Wie kommt man eigentlich dazu, historische Romane zu schreiben? Mit welchen Problemen ist man konfrontiert? Und welche Chancen bietet dieses Genre? Notizen zu einem Gespräch mit Sarah Rubal, die einfach ein paar Romane geschrieben hat.
„Das ist ein Tabubruch“, sagt Sarah Rubal.
„Historiker schreiben keine Romane und schon gar keine Liebesgeschichten zwischen Indianern und Deutschen“.
Das sagt sie, weil sie es längst besser weiß. Drei Romane hat die Ethnologin bislang geschrieben. Und zwei Kinderbücher. Sarah Rubal hat eine Leidenschaft für das Schreiben entwickelt. Daneben hält sie diese Arbeit politisch für wichtig. Sie will eingreifen, ihr Wissen und ihre Fragen über Romane vermitteln.
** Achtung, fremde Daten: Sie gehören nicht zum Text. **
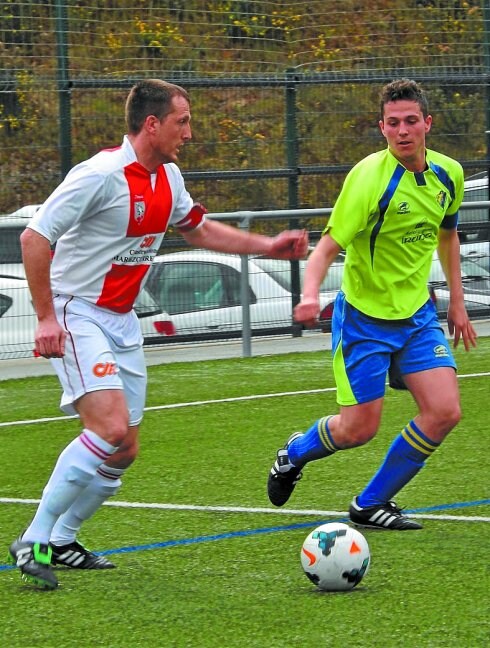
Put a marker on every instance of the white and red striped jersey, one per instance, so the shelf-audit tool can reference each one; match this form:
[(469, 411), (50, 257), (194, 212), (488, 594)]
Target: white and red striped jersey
[(108, 218)]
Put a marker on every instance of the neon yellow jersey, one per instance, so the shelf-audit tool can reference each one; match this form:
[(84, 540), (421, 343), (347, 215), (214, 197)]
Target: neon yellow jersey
[(387, 220)]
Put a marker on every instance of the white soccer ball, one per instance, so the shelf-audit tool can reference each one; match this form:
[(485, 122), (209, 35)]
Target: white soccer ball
[(335, 557)]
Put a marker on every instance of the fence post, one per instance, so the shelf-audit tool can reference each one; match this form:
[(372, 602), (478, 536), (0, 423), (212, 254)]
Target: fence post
[(293, 166), (244, 224), (63, 77)]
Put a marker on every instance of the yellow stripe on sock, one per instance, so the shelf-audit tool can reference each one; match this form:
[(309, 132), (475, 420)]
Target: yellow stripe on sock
[(411, 437), (323, 434)]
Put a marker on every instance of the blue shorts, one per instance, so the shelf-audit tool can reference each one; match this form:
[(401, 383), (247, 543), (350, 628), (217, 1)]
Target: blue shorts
[(365, 349)]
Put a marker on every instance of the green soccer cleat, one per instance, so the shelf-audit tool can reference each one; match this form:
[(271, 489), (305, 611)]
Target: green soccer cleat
[(34, 561)]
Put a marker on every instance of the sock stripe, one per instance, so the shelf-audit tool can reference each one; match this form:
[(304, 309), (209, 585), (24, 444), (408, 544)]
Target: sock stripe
[(417, 440), (109, 474), (324, 434)]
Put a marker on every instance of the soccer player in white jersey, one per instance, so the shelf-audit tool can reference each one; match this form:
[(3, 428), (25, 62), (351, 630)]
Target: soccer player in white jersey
[(108, 218), (397, 206)]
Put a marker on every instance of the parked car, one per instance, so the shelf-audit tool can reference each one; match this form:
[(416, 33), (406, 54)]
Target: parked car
[(18, 319), (476, 287), (201, 291), (11, 227)]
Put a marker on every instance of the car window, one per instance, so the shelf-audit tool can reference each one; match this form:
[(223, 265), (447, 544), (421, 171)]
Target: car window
[(10, 250), (185, 286), (5, 304), (280, 271), (145, 305)]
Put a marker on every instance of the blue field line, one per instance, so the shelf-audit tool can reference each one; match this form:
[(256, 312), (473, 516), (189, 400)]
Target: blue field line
[(251, 532)]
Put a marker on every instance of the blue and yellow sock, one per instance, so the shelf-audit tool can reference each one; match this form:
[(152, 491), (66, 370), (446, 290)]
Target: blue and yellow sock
[(406, 456), (315, 443)]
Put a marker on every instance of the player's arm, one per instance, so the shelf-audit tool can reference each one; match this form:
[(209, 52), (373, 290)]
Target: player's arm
[(36, 256), (459, 324), (213, 235), (322, 257)]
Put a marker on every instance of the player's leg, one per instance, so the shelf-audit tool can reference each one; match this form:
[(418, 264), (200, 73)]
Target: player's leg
[(67, 549), (425, 361), (361, 357), (88, 374)]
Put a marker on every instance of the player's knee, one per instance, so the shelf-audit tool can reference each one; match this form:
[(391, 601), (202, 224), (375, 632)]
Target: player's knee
[(356, 433), (125, 455), (451, 415)]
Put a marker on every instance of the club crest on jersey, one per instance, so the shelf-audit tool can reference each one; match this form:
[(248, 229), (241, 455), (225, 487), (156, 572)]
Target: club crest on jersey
[(139, 211), (403, 208), (441, 199)]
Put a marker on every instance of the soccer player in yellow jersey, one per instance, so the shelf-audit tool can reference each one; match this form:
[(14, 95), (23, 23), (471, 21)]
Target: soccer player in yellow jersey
[(397, 206)]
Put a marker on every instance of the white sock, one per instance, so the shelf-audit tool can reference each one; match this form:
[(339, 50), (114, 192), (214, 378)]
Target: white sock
[(105, 484), (74, 470)]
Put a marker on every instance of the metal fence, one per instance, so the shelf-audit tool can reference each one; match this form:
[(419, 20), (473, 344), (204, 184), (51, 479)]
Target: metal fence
[(240, 299)]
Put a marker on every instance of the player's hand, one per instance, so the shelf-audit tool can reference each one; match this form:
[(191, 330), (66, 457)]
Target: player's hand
[(307, 312), (50, 339), (460, 327), (291, 244)]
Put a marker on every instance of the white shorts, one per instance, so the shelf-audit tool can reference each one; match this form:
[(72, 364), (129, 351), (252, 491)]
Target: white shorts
[(104, 350)]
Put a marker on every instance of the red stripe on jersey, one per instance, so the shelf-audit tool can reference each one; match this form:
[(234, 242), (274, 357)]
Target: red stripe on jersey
[(121, 287), (149, 210)]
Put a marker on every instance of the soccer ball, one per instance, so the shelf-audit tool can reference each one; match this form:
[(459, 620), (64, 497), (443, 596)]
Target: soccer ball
[(335, 557)]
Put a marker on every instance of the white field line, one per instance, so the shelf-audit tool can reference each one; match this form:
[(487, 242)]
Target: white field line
[(243, 509), (210, 402)]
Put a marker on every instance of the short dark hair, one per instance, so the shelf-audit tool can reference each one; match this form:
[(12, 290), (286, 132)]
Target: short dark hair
[(150, 97), (404, 89)]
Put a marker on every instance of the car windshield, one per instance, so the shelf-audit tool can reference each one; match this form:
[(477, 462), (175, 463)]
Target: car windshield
[(145, 305), (280, 271)]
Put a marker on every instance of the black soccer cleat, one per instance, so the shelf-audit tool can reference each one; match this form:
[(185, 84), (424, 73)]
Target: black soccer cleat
[(283, 476), (381, 516), (76, 556), (34, 561)]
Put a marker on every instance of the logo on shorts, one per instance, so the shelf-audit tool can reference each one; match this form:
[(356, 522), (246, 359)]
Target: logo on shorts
[(102, 369), (440, 351)]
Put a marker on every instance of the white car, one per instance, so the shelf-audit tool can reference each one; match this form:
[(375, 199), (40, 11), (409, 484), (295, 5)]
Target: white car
[(18, 319), (476, 287), (202, 292)]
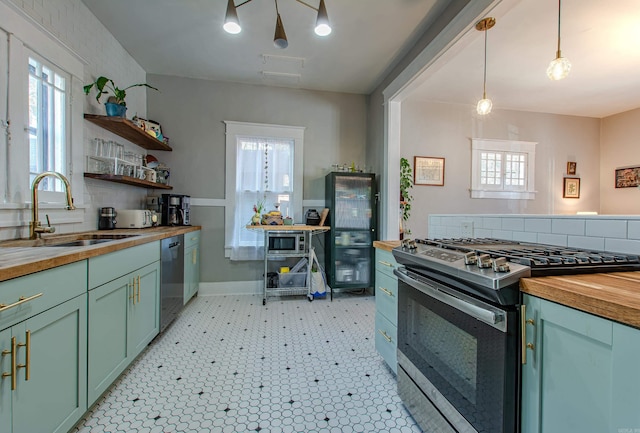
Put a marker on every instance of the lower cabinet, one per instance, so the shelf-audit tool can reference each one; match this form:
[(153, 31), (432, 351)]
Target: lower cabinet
[(124, 316), (581, 372), (191, 264), (44, 374), (386, 291)]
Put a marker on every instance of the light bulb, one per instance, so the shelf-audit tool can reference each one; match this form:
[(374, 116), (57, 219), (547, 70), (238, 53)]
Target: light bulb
[(231, 27), (484, 106), (558, 68), (323, 29)]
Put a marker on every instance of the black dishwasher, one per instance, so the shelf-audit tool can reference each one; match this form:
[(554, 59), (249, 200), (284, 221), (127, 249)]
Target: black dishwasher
[(171, 279)]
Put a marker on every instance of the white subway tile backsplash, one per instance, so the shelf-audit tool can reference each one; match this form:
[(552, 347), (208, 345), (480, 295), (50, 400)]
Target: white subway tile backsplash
[(568, 226), (633, 230), (607, 228), (551, 239), (622, 246), (538, 225), (514, 224), (590, 243)]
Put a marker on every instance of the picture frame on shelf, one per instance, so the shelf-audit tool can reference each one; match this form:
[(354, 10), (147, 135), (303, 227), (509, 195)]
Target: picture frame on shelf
[(428, 171), (627, 177), (571, 187)]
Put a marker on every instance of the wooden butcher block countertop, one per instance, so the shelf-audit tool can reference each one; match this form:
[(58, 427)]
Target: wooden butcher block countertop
[(18, 259), (615, 296)]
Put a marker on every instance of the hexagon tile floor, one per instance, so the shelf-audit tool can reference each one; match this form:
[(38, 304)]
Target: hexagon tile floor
[(230, 364)]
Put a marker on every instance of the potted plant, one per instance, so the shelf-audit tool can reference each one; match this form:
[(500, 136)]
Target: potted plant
[(406, 183), (115, 105)]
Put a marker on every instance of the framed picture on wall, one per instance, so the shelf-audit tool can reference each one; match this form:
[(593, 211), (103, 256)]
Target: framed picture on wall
[(627, 177), (428, 171), (571, 187)]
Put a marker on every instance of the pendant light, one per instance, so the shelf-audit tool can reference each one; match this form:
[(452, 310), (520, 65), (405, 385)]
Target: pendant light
[(560, 66), (485, 104), (280, 37)]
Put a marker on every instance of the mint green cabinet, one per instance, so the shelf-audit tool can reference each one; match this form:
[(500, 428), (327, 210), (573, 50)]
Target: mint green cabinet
[(124, 312), (386, 320), (581, 371), (191, 264), (50, 370)]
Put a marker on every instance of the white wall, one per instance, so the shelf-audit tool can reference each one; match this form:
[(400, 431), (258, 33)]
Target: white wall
[(445, 130), (71, 24), (619, 147)]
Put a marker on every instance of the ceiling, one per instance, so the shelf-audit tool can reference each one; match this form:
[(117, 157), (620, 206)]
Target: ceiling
[(601, 38), (185, 38)]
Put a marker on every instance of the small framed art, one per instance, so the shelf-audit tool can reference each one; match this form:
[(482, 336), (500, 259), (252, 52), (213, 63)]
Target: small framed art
[(428, 171), (571, 187)]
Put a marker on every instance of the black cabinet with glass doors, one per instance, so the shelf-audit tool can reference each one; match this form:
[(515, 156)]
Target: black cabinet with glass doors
[(350, 198)]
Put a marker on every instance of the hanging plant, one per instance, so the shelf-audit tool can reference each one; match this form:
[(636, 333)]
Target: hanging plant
[(406, 183)]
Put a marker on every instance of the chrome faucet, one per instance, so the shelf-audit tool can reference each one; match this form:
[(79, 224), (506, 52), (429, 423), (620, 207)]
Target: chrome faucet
[(35, 228)]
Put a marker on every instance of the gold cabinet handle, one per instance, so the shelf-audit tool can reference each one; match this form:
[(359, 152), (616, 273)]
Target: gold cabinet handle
[(12, 374), (21, 300), (523, 325), (387, 291), (27, 364), (384, 334)]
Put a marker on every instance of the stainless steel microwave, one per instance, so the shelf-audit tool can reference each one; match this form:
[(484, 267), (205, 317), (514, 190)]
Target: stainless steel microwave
[(286, 243)]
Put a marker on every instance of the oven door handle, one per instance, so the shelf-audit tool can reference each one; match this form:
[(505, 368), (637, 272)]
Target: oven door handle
[(494, 318)]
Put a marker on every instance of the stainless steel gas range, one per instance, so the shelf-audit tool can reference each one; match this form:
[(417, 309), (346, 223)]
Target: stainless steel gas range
[(459, 325)]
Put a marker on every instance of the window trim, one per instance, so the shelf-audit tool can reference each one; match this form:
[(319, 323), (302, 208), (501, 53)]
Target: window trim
[(479, 145), (234, 129)]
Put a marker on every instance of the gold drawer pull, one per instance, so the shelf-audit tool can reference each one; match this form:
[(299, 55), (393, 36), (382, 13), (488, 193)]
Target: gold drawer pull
[(27, 364), (21, 300), (387, 291), (13, 352), (384, 334)]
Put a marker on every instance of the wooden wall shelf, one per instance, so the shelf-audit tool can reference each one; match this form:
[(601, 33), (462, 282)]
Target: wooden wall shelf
[(127, 180), (125, 128)]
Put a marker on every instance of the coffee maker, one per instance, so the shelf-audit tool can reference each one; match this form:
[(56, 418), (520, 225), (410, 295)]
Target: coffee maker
[(107, 220), (175, 210)]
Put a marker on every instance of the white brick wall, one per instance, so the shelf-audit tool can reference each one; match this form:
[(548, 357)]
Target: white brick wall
[(598, 232)]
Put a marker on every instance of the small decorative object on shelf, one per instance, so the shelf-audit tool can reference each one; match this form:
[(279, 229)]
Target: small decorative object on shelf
[(116, 105)]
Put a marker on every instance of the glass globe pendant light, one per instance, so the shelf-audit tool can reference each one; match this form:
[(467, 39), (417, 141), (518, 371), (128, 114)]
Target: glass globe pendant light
[(484, 105), (560, 66)]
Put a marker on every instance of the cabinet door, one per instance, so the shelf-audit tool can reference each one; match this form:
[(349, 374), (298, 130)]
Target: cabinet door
[(144, 308), (108, 355), (54, 397), (5, 382), (567, 379)]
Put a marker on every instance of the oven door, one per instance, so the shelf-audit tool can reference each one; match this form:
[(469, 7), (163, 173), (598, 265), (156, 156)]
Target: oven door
[(462, 354)]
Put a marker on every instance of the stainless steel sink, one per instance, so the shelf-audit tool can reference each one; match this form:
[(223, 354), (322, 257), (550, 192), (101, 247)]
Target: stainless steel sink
[(71, 240)]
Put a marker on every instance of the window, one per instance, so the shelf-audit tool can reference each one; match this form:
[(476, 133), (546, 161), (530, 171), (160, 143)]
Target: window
[(47, 122), (503, 169), (264, 164)]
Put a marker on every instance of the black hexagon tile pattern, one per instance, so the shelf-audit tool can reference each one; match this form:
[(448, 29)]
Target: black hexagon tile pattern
[(229, 364)]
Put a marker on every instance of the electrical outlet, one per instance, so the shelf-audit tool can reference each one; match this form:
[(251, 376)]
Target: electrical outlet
[(466, 229)]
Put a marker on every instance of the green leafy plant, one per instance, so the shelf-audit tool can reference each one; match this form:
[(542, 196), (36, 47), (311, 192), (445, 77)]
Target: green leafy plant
[(406, 183), (118, 96)]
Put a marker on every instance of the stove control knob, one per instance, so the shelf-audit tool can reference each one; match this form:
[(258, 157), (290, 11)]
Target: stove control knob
[(470, 258), (484, 261), (500, 265)]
Gesucht: Ideen für eine andere Welt
Man muss ja nur in eine x-beliebige Buchhandlung gehen, um die Bedeutung historischer Romane in der Alltagskultur zu begreifen. Tanja Kinkel, Ken Follet oder der „Cyberpunker“ Neal Stephenson mit seinem Barock-Zyklus prägen heute ganz maßgeblich Geschichtsbilder. In Millionenauflage. Jeden Tag. Im Urlaub. In der Straßenbahn. Egal, ob als klassisches Buch oder im Kindle. Auch in Kino und Fernsehen finden Die Säulen der Erde, Die Wanderhure oder Luther ihr Publikum.
Mag sein, dass aktuell die mental vom Neoliberalismus und Postmodernismus Zugerichteten im historischen Roman nach etwas suchen, das in Politik und Kultur nicht geboten wird. Neu ist das Phänomen jedenfalls nicht.
Schon im 19. Jahrhundert faszinierten Leute wie Sir Walter Scott, William Harrison Ainsworth, Leo Tolstoi oder Charles Dickens ihre Leserinnen und Leser. Der historische Roman war der treue Wegbegleiter der neuen bürgerlichen Gesellschaft. Und er verdankte seine Popularität dem Aufblühen der historischen Wissenschaften.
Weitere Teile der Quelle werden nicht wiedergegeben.